Tasikmalaya Larang Kembang Api saat Tahun Baru, Ajak Warga Berdoa untuk Korban Bencana
- Imbauan Didukung TNI, Ulama, dan Pondok Pesantren
- Pergantian Tahun Tanpa Euforia Berlebihan
- Doa Bersama di Masjid Agung Sebagai Pengganti Perayaan
- Polres Tasikmalaya Kota Tingkatkan Keamanan
- Razia Pabrik Petasan dan Kembang Api
- Fokus pada Empati dan Solidaritas
- Imbauan untuk Tidak Berlebihan dalam Perayaan
- Pentingnya Doa Bersama
Pemerintah Kota Tasikmalaya bersama Polres Tasikmalaya Kota mengeluarkan larangan penyalaan kembang api dan petasan pada malam pergantian tahun baru. Sebagai gantinya, warga diimbau untuk menunjukkan empati dengan memanjatkan doa bagi para korban bencana di Aceh, Sumatra Utara, dan Sumatra Barat.
Imbauan Didukung TNI, Ulama, dan Pondok Pesantren
Imbauan ini mendapatkan dukungan penuh dari berbagai pihak, termasuk TNI, ulama, dan pondok pesantren. Mereka mengajak seluruh masyarakat untuk berpartisipasi dalam doa bersama yang akan diadakan di Masjid Agung.
Pergantian Tahun Tanpa Euforia Berlebihan
Wali Kota Tasikmalaya, Viman Alfarizi Ramadhan, menegaskan bahwa perayaan pergantian tahun baru kali ini akan dilaksanakan tanpa kembang api.
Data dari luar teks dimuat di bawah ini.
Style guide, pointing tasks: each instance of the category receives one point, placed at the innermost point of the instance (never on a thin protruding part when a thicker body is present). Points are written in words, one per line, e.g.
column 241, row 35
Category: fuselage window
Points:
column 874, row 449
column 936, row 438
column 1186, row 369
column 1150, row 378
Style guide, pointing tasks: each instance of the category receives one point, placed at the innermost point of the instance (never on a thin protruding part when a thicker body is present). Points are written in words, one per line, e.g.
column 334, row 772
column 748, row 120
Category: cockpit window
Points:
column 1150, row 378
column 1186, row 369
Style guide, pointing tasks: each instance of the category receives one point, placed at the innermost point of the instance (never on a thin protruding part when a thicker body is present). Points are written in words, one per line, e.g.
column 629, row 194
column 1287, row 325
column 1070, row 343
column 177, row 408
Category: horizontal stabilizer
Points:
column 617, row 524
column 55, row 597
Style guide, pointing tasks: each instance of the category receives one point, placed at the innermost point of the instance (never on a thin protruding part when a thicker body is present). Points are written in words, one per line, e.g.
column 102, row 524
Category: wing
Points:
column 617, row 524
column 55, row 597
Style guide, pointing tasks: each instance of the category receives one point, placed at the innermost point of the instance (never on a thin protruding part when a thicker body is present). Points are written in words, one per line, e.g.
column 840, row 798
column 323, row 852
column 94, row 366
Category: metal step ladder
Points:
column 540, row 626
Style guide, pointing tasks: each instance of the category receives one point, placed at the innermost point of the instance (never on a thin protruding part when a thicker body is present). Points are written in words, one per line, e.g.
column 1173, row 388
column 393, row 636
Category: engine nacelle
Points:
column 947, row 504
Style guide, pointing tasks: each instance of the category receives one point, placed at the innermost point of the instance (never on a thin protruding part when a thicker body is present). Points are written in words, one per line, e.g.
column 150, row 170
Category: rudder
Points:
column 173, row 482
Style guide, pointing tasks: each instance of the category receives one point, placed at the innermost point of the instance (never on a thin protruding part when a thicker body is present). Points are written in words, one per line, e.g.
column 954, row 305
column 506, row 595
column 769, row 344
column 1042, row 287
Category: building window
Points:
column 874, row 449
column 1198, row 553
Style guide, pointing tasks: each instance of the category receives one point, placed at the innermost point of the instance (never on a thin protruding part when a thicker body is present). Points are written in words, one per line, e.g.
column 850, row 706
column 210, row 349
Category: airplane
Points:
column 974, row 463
Pemerintah daerah telah mengeluarkan surat edaran kepada seluruh Organisasi Perangkat Daerah (OPD) dan pejabat terkait untuk tidak mengadakan acara khusus yang menyambut pergantian tahun.
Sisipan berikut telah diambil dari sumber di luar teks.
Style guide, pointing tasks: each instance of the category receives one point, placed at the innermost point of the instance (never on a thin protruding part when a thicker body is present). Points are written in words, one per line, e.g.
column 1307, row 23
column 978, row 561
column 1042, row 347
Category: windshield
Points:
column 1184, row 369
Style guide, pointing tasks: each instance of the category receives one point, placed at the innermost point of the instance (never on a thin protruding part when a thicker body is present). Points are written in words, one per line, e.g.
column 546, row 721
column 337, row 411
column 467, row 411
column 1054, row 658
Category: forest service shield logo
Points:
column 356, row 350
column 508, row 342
Doa Bersama di Masjid Agung Sebagai Pengganti Perayaan
Perayaan akan diganti dengan kegiatan doa bersama di Masjid Agung. Langkah ini bertujuan untuk mempererat tali persaudaraan dan menumbuhkan kembali silaturahmi antar warga.
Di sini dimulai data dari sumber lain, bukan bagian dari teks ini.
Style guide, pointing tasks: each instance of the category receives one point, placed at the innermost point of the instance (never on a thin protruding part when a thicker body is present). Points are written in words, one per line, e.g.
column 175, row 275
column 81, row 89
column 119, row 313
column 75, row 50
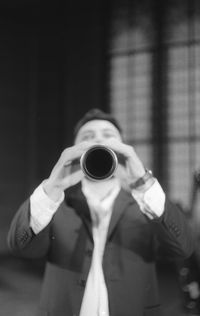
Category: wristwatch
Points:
column 143, row 180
"Pemerintah daerah melarang masyarakat melakukan euforia berlebihan termasuk menyalakan kembang api di pergantian tahun baru. Kota Tasikmalaya akan menggelar doa bersama agar korban terdampak banjir di Aceh, Sumut dan Sumbar diberikan ketabahan," tandasnya, Minggu (28/12).
Polres Tasikmalaya Kota Tingkatkan Keamanan
Sementara itu, Kapolres Tasikmalaya Kota, Ajun Komisaris Besar Mohammad Faruk Rozi, menyatakan bahwa pelarangan kembang api dan petasan bertujuan untuk menciptakan rasa aman dan nyaman bagi masyarakat selama malam pergantian tahun baru.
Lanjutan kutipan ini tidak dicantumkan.